# Complex Analysis - Value of Arg[(z-1)/(z+1)] between -pi and pi

1. Sep 13, 2011

### cooljosh2k2

1. The problem statement, all variables and given/known data
Let Arg(w) denote that value of the argument between -π and π (inclusive). Show
that:

Arg[(z-1)/(z+1)] = { π/2, if Im(z) > 0 or -π/2 ,if Im(z) < 0.

where z is a point on the unit circle ∣z∣= 1

3. The attempt at a solution

First, i know that Arg(w) = arctan(b/a) and that Arg(z/w) = Arg(z) - Arg(w).

So Arg[(z-1)/(z+1)] = Arg(z-1) - Arg(z+1).

2. Sep 13, 2011

### ehild

Note that z is a point of the unit circle. What are its real and imaginary parts? You can find the real and imaginary parts of (z-1)/(z+1) if you multiply both the numerator and denominator with the conjugate of the denominator: z*+1.

ehild

3. Sep 13, 2011

### micromass

Write $z=a+bi$.

Can you calculate

$$\frac{z-1}{z+1}$$

in terms of a and b?? In particular, can you make the denominator real?

4. Sep 13, 2011

### cooljosh2k2

Is this what im supposed to do:

(z-1)/(z+1) = (a + bi -1)/(a+bi +1) = (a2 - b2 +2abi -1)/ (a+bi+1)2

Is that right? If so, what do i do next, or if im wrong, what am i doing wrong?

5. Sep 13, 2011

### micromass

No, that's not what I get. Just calculate

$$\frac{a-1+bi}{a+1+bi}=\frac{(a-1+bi)(a+1-bi)}{(a+1+bi)(a+1-bi)}$$

What do you get??

6. Sep 13, 2011

### cooljosh2k2

Ok, i get: (a2+b2+2bi-1)/(a2+b2+2a+1)

Is that right?

7. Sep 13, 2011

### micromass

Yes, and what is $a^2+b^2$??? (hint: z is on the unit circle).

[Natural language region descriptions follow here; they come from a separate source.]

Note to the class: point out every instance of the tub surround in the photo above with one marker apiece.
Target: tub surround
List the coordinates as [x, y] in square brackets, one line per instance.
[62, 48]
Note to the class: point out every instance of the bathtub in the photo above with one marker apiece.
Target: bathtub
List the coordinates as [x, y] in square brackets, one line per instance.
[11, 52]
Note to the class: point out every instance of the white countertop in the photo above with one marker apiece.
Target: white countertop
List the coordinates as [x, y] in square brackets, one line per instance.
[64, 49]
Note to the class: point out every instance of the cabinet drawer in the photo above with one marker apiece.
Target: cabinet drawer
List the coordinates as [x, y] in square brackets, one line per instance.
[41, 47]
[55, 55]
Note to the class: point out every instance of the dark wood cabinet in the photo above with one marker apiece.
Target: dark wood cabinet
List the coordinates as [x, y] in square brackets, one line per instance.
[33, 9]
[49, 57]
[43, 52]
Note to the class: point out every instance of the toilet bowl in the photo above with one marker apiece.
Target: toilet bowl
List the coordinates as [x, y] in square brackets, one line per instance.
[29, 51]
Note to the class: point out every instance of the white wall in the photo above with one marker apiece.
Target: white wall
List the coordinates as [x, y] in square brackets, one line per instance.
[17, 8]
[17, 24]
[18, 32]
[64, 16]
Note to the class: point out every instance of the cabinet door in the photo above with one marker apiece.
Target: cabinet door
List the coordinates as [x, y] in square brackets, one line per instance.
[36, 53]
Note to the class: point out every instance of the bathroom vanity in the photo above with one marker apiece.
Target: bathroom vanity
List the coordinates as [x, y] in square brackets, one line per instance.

Can you show that $\frac{z-1}{z+1}$ is purely imaginary?? What are the consequences for the arg?

8. Sep 13, 2011

### cooljosh2k2

Wow, am i rusty. I am so embarrassed to say that i dont know. I may be wrong, but i think i faintly remember $a^2+b^2$= 1. But i dont think its right. As for your other questions, i dont know. Im sorry, im an idiot.

9. Sep 13, 2011

### micromass

Yes, $a^2+b^2=1$. So what does that mean for your equation?

10. Sep 13, 2011

### cooljosh2k2

Wow, im shocked i remembered that lol. It would equal 2bi/(2a +1).

Thanks for helping me through it btw.

11. Sep 13, 2011

### micromass

OK, so it is

$$\frac{2b}{2a+1}i$$

Now calculate the argument. With the arctangent if you prefer.

12. Sep 13, 2011

### cooljosh2k2

How do i do that with 2b and 2a+1?

13. Sep 13, 2011

### micromass

Well, what is the argument of

$0+ci$

???

14. Sep 13, 2011

### cooljosh2k2

0? My textbook barely even touches on the argument, thats why im so lost.

15. Sep 13, 2011

### cooljosh2k2

Are you still there? Im so confused.

16. Sep 13, 2011

### micromass

What does your book say that the definition of the Arg is??

17. Sep 13, 2011

### cooljosh2k2

"Arg z, the argument of z, defined for z ≠ 0, is the angle which the vector (originating
from 0) to z makes with the positive x-axis. Thus Arg z is defined (modulo
2π) as that number θ for which
cos θ = Re z/|z|
; sin θ = Im z/|z| ."

18. Sep 13, 2011

### micromass

OK, so the arg is the angle that the vector makes with the x-axis. Now, what angle does ci make with the x-axis?

19. Sep 13, 2011

### cooljosh2k2

I dont know what "c" is, am i supposed to come up with a number? Does ci = sinθ?

20. Sep 13, 2011

### micromass

c is just a real number.

What angle does i make with the x-axis?